Cyanide poisoning in Thailand before and after establishment of the National Antidote Project

Abstract Context: Antidote shortage is a global problem. In Thailand, the National Antidote Project (NAP) has operated since November 2010 to manage the national antidote stockpile, educate the healthcare providers on appropriate antidote use, and evaluate antidote usage. Objective: To evaluate the effect of NAP implementation on mortality rate and antidote use in cyanide poisoning cases arising from ingestion of cyanide or cyanogenic glycoside. Methods: This is a retrospective cohort of poisoning cases involving cyanide or cyanogenic glycoside ingestion reported to Ramathibodi Poison Center from 1 January 2007 to 31 December 2015. Mortality rate, antidote use, and appropriateness of antidote use (defined as correct indication, proper dosing regimen, and administration within 90 min) before and after NAP implementation were compared. Association between parameters and fatal outcomes was analyzed. Results: A total of 343 cases involving cyanide or cyanogenic glycoside ingestion were reported to Ramathibodi Poison Center. There were 213 cases (62.1%) during NAP (Project group) and 130 cases (37.9%) pre-NAP implementation (Before group). Implementation of NAP led to increased antidote use (39.9% in Project group versus 24.6% in Before group) and a higher rate of appropriate antidote use (74.1% in Project group versus 50.0% in Before group). All 30 deaths were presented with initial severe symptoms. Cyanide chemical source and self-harm intent were associated with death (OR: 12.919, 95% CI: 4.863–39.761 and OR: 10.747, 95% CI: 3.884–28.514, respectively).

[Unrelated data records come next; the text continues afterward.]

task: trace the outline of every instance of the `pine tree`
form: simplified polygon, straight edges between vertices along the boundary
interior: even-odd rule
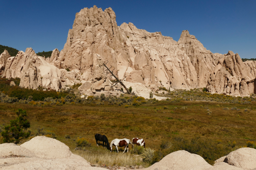
[[[150,92],[149,93],[149,98],[153,98],[153,93]]]
[[[30,132],[25,130],[30,127],[30,123],[27,118],[26,111],[19,109],[16,112],[18,116],[16,119],[10,121],[10,124],[4,127],[5,131],[1,133],[4,143],[18,144],[20,140],[27,139],[30,136]]]

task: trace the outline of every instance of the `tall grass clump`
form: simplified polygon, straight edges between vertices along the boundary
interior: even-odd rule
[[[106,164],[107,166],[125,166],[142,165],[144,167],[148,166],[140,161],[139,158],[135,158],[129,153],[123,154],[106,152],[105,153],[95,154],[81,150],[73,150],[72,152],[84,158],[91,164],[97,164],[99,165]]]
[[[138,145],[134,145],[133,147],[133,149],[132,150],[131,152],[132,153],[134,153],[140,155],[142,153],[144,150],[144,147],[141,146],[138,146]]]
[[[89,143],[88,141],[83,137],[77,137],[76,141],[76,146],[82,147],[91,145],[91,144]]]
[[[141,154],[143,161],[148,163],[151,162],[155,155],[154,152],[154,149],[151,149],[149,148],[147,148],[143,150]]]

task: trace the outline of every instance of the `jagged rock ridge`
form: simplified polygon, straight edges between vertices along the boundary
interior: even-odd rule
[[[103,11],[94,6],[76,13],[63,49],[60,52],[55,49],[50,57],[45,60],[34,52],[31,59],[27,51],[13,58],[6,59],[6,54],[0,57],[4,75],[22,78],[25,82],[21,83],[22,86],[57,90],[82,83],[85,84],[79,88],[81,95],[118,95],[111,89],[113,80],[104,72],[102,62],[108,62],[107,66],[115,69],[119,78],[125,76],[127,83],[148,87],[146,93],[159,86],[171,90],[206,87],[213,93],[236,96],[255,92],[254,62],[243,62],[238,54],[231,51],[224,55],[212,53],[187,30],[182,32],[177,42],[161,32],[138,29],[131,23],[118,26],[110,8]],[[45,75],[40,80],[42,71],[38,68],[42,65],[54,70],[51,72],[56,75]],[[42,83],[44,78],[49,80],[47,83]],[[138,85],[134,84],[134,87]]]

No difference in overall mortality rate (13 [10.0%] deaths before versus 17 [8.0%] deaths after NAP) was found. In subgroup analysis of 80 cases with initial severe symptoms, NAP and appropriate antidote use reduced mortality (OR: 0.327, 95% CI: 0.106–0.997 and OR: 0.024, 95% CI: 0.004–0.122, respectively). In the multivariate analysis of the cases with initial severe symptoms, presence of the NAP and appropriate antidote use independently reduced the risk of death (OR: 0.122, 95% CI: 0.023–0.633 and OR: 0.034, 95% CI: 0.007–0.167, respectively), adjusted for intent of exposure, cyanide source, age, and sex. Conclusions: After NAP implementation, both antidote use and appropriate antidote use increased. In cases presenting with severe symptoms, presence of the NAP and appropriate antidote use independently reduced the risk of mortality.